Total Beginner - Extracting Data from a Database Online (Screenshot)

logan.c.graham · May 24, 2013

Hey guys,

I'm learning Python and I'm experimenting with different projects -- I like learning by doing. I'm wondering if you can help me here:

http://i.imgur.com/KgvSKWk.jpg

What this is is a publicly-accessible webpage that's a simple database of people who have used the website. Ideally what I'd like to end up with is an excel spreadsheet with data from the columns #fb, # vids, fb sent?, # email tm.

I'd like to use Python to do it -- crawl the page and extract the data in a usable way.

I'd love your input! I'm just a learner.

Dave Angel · May 24, 2013

Hey guys,

I'm learning Python
Welcome.

and I'm experimenting with different projects -- I like learning by doing.
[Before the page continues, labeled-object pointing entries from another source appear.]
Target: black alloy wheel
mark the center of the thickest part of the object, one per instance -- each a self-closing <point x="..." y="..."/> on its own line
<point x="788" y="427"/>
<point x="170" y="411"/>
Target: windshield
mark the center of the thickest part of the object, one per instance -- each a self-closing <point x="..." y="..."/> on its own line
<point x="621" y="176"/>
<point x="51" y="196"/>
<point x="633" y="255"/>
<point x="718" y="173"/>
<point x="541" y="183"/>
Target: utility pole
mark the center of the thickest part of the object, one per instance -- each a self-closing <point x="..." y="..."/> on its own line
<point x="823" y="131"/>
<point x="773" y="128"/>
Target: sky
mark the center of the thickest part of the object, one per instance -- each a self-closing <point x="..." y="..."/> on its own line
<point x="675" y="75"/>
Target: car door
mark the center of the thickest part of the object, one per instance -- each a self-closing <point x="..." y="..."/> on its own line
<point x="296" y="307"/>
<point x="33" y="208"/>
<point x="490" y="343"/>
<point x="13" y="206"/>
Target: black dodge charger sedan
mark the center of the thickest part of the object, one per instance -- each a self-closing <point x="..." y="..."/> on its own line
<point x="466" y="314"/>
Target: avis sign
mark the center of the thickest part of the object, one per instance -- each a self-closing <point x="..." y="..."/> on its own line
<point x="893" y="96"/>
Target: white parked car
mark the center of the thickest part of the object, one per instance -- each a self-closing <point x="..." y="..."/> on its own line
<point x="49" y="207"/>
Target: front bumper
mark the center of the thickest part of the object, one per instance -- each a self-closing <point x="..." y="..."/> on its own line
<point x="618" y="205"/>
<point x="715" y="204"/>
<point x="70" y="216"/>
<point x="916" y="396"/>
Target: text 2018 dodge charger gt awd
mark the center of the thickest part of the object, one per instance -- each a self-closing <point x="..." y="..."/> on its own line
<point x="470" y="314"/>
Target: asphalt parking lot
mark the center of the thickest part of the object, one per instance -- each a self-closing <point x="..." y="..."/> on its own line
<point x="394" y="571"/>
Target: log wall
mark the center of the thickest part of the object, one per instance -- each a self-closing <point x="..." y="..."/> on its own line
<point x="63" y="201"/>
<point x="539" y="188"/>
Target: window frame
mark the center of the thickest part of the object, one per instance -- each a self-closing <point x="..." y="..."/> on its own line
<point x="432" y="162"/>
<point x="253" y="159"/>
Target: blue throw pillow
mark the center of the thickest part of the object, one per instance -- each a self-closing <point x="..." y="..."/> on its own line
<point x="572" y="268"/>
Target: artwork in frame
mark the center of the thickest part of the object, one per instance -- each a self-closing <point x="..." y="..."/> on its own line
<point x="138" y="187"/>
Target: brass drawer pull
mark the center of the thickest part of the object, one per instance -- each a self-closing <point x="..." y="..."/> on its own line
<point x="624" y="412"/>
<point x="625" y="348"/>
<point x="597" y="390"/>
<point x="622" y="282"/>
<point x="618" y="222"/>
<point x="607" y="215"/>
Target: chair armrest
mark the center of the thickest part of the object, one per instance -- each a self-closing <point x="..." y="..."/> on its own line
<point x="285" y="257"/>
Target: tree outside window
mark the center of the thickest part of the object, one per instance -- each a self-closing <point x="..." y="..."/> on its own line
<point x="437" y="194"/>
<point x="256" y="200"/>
I'm wondering if you can help me here:

na

What this is is a publicly-accessible webpage

No, it's just a jpeg file, an image.

that's a simple database of people who have used the website. Ideally what I'd like to end up with is an excel spreadsheet with data from the columns #fb, # vids, fb sent?, # email tm.

I'd like to use Python to do it -- crawl the page and extract the data in a usable way.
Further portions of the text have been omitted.